Das offene Austragen von Meinungsverschiedenheiten ist untrennbar mit der Menschheitsgeschichte verbunden. Ein nicht unwesentlicher Teil der gesellschaftlichen Entwicklung fußt zweifellos auf Streit in den verschiedensten und längst nicht immer negativ besetzten Varianten sowie den aus ihnen geborenen Auseinandersetzungen.
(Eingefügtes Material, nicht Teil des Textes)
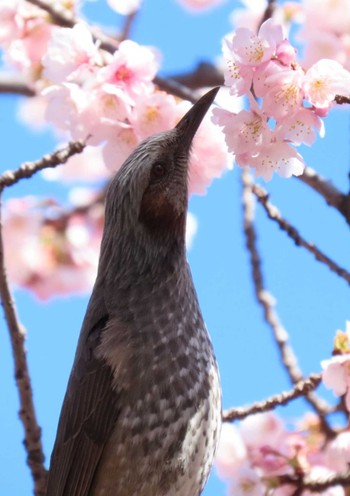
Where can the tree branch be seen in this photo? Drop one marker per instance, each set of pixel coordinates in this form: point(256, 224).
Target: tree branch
point(32, 437)
point(266, 300)
point(274, 214)
point(301, 388)
point(330, 193)
point(28, 169)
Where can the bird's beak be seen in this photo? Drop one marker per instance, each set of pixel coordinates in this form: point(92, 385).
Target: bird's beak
point(188, 125)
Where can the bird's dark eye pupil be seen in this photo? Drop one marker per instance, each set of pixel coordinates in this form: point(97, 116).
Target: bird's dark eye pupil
point(158, 170)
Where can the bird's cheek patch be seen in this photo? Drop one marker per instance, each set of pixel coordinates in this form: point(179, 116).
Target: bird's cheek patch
point(157, 211)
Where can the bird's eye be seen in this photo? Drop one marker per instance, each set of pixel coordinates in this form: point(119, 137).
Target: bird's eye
point(158, 170)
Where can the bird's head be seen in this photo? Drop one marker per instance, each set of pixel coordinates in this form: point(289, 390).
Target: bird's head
point(147, 198)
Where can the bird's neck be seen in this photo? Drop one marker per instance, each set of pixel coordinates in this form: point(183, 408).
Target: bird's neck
point(128, 264)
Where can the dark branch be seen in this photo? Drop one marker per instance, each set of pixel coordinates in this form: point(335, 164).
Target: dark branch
point(302, 388)
point(32, 431)
point(28, 169)
point(266, 301)
point(293, 233)
point(330, 193)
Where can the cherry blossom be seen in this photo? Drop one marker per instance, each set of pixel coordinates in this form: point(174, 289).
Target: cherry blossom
point(132, 68)
point(324, 80)
point(125, 7)
point(51, 257)
point(153, 113)
point(253, 50)
point(69, 49)
point(336, 376)
point(191, 229)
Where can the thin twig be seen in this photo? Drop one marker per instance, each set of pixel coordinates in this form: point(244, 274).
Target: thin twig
point(28, 169)
point(266, 301)
point(274, 214)
point(300, 389)
point(32, 431)
point(330, 193)
point(129, 21)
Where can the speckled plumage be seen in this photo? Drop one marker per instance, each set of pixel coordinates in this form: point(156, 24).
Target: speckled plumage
point(141, 416)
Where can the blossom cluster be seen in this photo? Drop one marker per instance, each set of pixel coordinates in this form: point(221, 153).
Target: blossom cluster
point(332, 19)
point(286, 102)
point(110, 101)
point(336, 370)
point(127, 7)
point(89, 93)
point(257, 457)
point(55, 249)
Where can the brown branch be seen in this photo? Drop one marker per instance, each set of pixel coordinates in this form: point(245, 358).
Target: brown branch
point(330, 193)
point(12, 83)
point(301, 388)
point(266, 301)
point(32, 431)
point(316, 485)
point(28, 169)
point(129, 21)
point(293, 233)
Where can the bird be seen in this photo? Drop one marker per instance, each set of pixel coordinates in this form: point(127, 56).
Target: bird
point(142, 410)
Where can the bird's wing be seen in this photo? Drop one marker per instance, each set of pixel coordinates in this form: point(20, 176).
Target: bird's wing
point(89, 413)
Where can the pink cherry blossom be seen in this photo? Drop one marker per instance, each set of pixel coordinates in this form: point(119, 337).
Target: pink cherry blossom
point(69, 49)
point(125, 7)
point(247, 482)
point(245, 132)
point(285, 53)
point(199, 4)
point(121, 141)
point(87, 166)
point(285, 95)
point(324, 80)
point(299, 127)
point(338, 452)
point(52, 257)
point(191, 230)
point(153, 113)
point(27, 51)
point(11, 21)
point(231, 453)
point(253, 50)
point(132, 68)
point(278, 157)
point(336, 376)
point(238, 77)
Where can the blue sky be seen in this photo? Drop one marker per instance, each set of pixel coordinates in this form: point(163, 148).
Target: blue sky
point(311, 301)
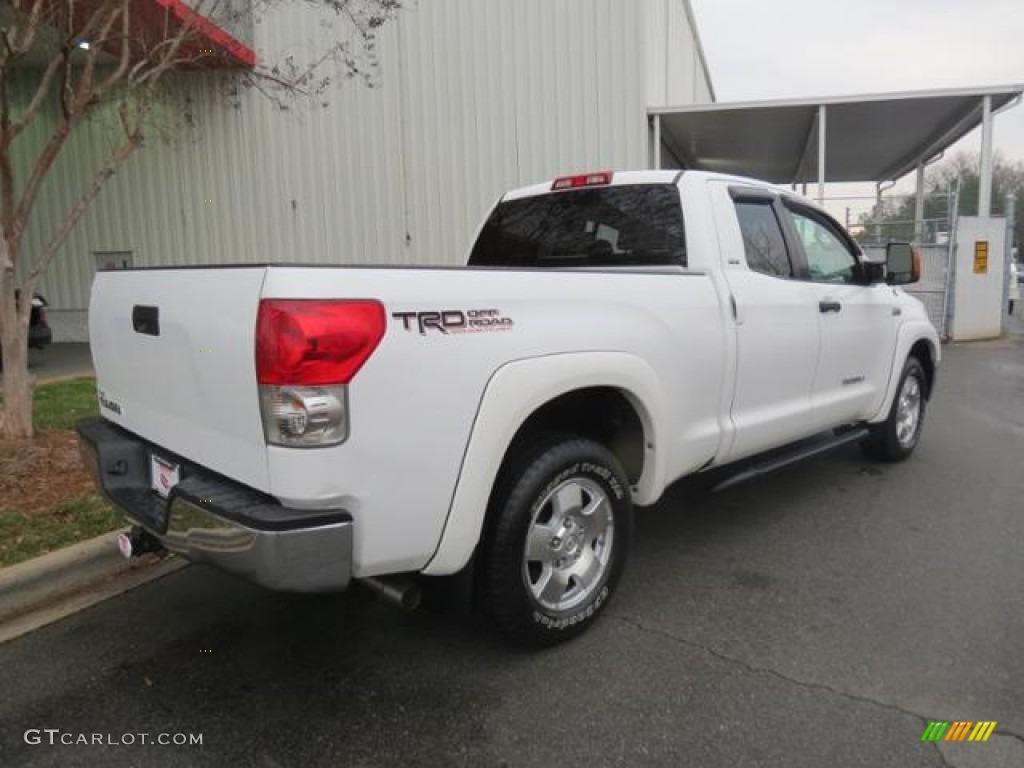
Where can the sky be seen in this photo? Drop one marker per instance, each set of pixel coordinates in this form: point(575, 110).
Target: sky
point(767, 49)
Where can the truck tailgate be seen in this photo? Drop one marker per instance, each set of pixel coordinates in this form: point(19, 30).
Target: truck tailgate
point(174, 357)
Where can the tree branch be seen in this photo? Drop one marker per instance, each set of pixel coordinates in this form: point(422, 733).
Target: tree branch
point(39, 171)
point(76, 213)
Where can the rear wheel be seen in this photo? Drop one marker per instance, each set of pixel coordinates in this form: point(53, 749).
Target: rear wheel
point(559, 527)
point(895, 438)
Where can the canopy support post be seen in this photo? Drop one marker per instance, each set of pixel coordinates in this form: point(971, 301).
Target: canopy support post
point(985, 182)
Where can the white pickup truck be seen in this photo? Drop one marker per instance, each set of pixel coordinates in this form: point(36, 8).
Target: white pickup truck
point(307, 425)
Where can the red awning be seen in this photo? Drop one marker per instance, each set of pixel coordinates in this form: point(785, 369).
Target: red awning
point(209, 46)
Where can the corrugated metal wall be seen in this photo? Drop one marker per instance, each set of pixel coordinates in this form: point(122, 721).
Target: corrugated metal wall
point(473, 97)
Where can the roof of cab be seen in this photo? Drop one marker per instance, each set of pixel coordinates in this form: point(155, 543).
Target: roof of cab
point(619, 178)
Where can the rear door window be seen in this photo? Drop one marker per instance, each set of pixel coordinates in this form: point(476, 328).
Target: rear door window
point(763, 242)
point(635, 225)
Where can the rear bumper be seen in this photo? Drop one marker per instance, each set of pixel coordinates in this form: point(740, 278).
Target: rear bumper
point(209, 518)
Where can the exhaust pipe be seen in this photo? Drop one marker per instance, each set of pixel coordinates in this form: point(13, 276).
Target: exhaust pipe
point(399, 590)
point(137, 542)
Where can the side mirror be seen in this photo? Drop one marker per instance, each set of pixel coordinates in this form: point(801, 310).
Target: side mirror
point(872, 271)
point(902, 264)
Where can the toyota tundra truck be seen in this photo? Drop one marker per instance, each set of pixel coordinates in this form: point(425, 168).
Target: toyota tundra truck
point(307, 426)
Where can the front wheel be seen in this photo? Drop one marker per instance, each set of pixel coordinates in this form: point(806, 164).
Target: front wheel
point(895, 438)
point(559, 527)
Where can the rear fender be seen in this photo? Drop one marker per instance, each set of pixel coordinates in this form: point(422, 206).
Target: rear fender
point(513, 393)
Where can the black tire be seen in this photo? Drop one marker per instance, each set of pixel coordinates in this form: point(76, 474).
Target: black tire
point(542, 498)
point(894, 439)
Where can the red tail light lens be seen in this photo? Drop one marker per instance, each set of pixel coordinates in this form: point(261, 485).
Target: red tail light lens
point(312, 342)
point(587, 179)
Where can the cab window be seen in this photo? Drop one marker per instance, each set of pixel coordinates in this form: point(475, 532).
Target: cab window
point(829, 258)
point(763, 241)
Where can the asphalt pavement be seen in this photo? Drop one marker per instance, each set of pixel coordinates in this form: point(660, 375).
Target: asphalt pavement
point(819, 616)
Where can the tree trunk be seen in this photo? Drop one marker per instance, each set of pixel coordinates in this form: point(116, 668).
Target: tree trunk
point(15, 413)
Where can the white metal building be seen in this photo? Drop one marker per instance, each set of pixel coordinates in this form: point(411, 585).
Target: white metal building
point(473, 97)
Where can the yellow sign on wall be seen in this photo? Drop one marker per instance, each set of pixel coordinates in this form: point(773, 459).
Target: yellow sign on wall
point(981, 257)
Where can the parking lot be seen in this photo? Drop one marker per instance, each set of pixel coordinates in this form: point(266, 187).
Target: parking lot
point(819, 616)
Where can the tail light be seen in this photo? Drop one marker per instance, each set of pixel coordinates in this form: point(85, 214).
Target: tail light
point(307, 351)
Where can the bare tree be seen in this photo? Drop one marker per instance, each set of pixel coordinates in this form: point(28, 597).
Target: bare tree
point(75, 56)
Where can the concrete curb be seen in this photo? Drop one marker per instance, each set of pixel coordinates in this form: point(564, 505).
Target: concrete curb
point(50, 587)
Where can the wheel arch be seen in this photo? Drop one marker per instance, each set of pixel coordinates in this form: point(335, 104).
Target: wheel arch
point(919, 340)
point(554, 393)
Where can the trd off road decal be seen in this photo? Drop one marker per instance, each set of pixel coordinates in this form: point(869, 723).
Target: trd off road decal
point(455, 321)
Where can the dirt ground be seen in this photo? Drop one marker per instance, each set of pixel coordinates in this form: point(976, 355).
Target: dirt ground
point(37, 474)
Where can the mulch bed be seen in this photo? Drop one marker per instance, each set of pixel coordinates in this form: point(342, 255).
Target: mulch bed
point(39, 473)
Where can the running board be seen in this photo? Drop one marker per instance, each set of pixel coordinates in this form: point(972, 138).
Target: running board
point(798, 454)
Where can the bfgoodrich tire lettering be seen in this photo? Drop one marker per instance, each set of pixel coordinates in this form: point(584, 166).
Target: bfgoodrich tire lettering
point(559, 526)
point(896, 437)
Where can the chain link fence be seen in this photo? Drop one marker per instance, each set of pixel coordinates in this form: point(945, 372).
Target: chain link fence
point(879, 220)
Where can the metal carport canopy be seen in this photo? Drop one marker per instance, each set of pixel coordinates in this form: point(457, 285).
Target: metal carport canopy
point(866, 138)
Auch wenn die Umstände und die Auswirkungen bei so unterschiedlichen Arten von Konflikten wie Kriegen, Machtkämpfen zwischen politischen Parteien, Nachbarschaftsstreits oder einfachen Kabbeleien zwischen Kindern sehr weit auseinander gehen, steht doch für die Beteiligten in der Regel stets die Durchsetzung der eigenen Interessen und Ansichten im Mittelpunkt. Die durch Erziehung bestenfalls vermittelten Werte sollen dabei in unserer Gesellschaft aber zumindest auf zwischenmenschlicher Ebene für ein gewisses Maß an Toleranz und Kompromissbereitschaft beim Umgang miteinander sorgen. Dass es allerdings nicht viel bedarf, um auch einen scheinbar noch so gesitteten Menschen seine antrainierten Manieren über Bord werfen zu lassen, beweist Oscarpreisträger Roman Polanski («Der Pianist») nun eindrucksvoll mit seinem neuesten Werk, der herrlichen schwarzen Komödie «Der Gott des Gemetzels».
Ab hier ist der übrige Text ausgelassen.